When surrounded by flames, and no alternative, self-mutilation had seemed reasonable. Now, in this hospital room, with nothing but the postnasal drip of smoke down the back of her throat and an unseasonal first-degree “tan” on her arms, that imperative seemed a distortion of reality.

Which had condemned her to a life she couldn’t even contemplate . . . an acute nightmare of imminent death traded for a chronic one mired in lack of purpose.

Except come on, she told herself. She was used to proving them all wrong. She would come back from this. She would return to the stationhouse and her crew and her job. Her life. There were prostheses, right? There were accommodations that could be made.

There were Paralympic athletes who were every bit as strong and powerful as the so-called able-bodied. Attitude to get to the altitude, she told herself. And that shit needed to start right now because she had a long road ahead of her.

On that note, she sat up and reached for the landline phone on the bedside table. Palming the receiver, she went to—

As she brought up the stump, she felt her head spin as she realized she had no fingers to push “0” with. Freezing in place, with that receiver off the old-fashioned cradle, she couldn’t breathe . . . but then purpose brought her back to life, and wasn’t that always the case. Hitting the number with her right forefinger, she waited for an answer.

“Yes, ah—” She had to clear her throat. “What room is Danny—I mean, Daniel Maguire—in?”

When she got her answer, she hung up and sagged with relief. They didn’t give hospital rooms to corpses, so he must have lived through his surgery.

After a moment of rest, she took off all the monitoring sensors on her chest and debated removing the IV. In the end, she kept that in, considering it was the source of her morphine and on a pole that had wheels. Both were going to make ambulation easier—

The nurse who burst into the room was going so fast, her crepe-souled shoes squeaked on the linoleum as she pulled up short. “What are you doing?”

Anne gave her a talk-to-the-hand—the only hand she had left. “I’m going to the bathroom. And then I’ll be back.”

As she shifted her legs off the side of the bed and lowered her weight onto her feet, the nurse seemed confused. “Back?”

“Yeah.” She started for the bathroom. “Like as in leave and return.”

Man, her voice was hoarse, her breathing more asthmatic going up the stairs than twenty-five-year-old athlete shuffling across the floor.

“Ms. Ashburn, if you do not get back into bed, I’m going to call the attending—”

“G’head. Knock yourself out.

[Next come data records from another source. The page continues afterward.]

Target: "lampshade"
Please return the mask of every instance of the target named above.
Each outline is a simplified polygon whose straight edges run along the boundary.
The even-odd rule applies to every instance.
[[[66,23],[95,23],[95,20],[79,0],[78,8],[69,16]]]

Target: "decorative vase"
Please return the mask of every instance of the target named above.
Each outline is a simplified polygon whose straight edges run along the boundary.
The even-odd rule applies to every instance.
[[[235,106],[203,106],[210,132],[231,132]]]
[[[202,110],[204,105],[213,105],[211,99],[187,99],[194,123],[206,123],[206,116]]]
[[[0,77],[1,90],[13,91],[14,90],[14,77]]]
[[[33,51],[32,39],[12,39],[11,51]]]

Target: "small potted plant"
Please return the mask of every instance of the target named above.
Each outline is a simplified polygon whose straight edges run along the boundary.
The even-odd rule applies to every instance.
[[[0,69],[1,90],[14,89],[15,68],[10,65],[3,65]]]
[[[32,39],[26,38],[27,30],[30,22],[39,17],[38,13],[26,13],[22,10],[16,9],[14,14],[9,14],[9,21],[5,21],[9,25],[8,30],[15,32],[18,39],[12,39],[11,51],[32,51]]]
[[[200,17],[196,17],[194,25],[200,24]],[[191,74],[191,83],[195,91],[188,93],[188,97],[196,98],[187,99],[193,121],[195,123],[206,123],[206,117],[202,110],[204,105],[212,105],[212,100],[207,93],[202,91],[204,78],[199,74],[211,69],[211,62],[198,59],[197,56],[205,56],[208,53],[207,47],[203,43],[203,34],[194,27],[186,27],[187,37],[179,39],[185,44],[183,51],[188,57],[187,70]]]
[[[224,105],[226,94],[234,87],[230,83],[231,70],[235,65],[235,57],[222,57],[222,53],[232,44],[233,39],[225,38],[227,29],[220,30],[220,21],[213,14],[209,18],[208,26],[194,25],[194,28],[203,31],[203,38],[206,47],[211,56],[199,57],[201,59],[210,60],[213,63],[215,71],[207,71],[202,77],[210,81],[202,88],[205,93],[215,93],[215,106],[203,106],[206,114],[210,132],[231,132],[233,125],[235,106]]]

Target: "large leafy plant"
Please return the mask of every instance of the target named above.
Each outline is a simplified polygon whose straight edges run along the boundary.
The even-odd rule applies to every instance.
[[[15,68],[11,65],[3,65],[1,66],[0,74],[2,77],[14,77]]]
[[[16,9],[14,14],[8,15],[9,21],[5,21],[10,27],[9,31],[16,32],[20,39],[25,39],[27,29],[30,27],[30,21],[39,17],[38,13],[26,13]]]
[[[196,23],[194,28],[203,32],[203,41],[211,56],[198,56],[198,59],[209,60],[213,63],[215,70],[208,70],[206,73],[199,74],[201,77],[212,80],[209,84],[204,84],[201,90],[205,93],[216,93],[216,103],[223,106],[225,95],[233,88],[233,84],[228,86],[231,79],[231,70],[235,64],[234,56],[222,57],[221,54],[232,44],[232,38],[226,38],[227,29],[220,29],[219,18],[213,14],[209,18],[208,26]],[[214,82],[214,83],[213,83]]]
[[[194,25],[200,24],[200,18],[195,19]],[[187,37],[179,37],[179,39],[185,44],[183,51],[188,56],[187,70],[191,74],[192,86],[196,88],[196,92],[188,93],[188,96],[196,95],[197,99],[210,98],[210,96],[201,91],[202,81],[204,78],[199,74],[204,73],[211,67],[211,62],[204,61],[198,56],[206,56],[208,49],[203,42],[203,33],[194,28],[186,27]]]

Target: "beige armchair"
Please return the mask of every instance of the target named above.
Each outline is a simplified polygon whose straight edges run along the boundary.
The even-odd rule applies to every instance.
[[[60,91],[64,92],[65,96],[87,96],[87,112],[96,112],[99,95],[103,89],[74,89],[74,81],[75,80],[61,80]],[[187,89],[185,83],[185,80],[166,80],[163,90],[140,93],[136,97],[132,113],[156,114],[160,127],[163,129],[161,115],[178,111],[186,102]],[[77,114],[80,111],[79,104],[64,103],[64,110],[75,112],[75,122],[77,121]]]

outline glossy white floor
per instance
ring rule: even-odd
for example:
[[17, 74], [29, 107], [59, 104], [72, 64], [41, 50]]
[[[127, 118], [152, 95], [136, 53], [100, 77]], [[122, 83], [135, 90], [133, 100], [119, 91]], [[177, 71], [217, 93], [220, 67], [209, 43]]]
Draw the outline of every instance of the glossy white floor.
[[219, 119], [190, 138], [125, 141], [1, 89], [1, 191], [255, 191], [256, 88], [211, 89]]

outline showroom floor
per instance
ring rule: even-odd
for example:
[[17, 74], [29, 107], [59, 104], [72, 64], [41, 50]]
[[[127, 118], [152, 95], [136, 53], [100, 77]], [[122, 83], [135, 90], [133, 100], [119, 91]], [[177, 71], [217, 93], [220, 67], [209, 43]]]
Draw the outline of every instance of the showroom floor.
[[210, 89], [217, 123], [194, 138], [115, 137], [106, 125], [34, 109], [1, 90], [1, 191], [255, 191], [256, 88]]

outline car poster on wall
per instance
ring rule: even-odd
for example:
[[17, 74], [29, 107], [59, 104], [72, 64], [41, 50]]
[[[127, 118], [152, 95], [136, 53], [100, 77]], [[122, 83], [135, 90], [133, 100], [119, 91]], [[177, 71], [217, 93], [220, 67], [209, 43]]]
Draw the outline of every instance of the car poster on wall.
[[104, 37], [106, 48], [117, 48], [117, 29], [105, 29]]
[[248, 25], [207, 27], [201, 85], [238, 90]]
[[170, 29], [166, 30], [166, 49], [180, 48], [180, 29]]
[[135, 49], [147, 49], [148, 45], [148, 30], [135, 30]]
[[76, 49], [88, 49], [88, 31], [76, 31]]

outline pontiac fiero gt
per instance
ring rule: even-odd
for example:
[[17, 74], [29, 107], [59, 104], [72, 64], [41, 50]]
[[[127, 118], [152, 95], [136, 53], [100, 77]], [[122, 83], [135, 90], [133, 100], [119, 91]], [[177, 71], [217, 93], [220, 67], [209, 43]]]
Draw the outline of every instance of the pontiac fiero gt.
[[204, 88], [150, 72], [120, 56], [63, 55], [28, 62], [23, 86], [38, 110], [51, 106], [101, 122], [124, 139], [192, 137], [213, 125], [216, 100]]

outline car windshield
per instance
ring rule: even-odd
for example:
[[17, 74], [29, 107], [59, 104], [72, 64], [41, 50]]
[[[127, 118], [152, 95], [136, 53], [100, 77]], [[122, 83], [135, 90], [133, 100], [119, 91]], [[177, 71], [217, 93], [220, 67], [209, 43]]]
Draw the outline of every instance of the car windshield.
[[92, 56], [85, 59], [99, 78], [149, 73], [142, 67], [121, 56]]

But I’m just going to tell her the same damn thing.”

Put like that, it was clear that her and her brother shared DNA. And like Tom, she was used to ignoring people, so she limped her way across the floor. From out of the corner of her eye, she was aware of the nurse hopping up and down and talking all kinds of whatever, but who the hell cared.

She shut the bathroom door on the noise.

Over on the left, mounted over a stainless steel sink, the mirror on the wall was like a crystal ball with bad news about the future, at once utterly avoidable and completely inexorable.

Good God, she looked like an anime version of herself, assuming her character had gone through a coal mine shaft while being chased by a demon throwing compression bombs at her. Her blue eyes were too wide, and there was soot and ash still in her matted hair and all over her face and neck. The hospital johnny she had on was a mismatch to the fire’s temporary tattooing job, the cheerful pink bouquets on their white background making her seem like a trespasser in some grandmother’s wardrobe.

The initial burst of I-can-triumph-over-this collapsed, a house of cards hit by the cold, hard gust of her reflection.

And what do you know, that all got worse as she turned away and hobbled over to the toilet. Her new way of life became immediately apparent when she tried to lift up the johnny. One hand. Only. Which meant sloppy, flappy, ends of the hem everywhere, and then she couldn’t hold the thing up and move the IV pole closer to the seat and settle her weight properly.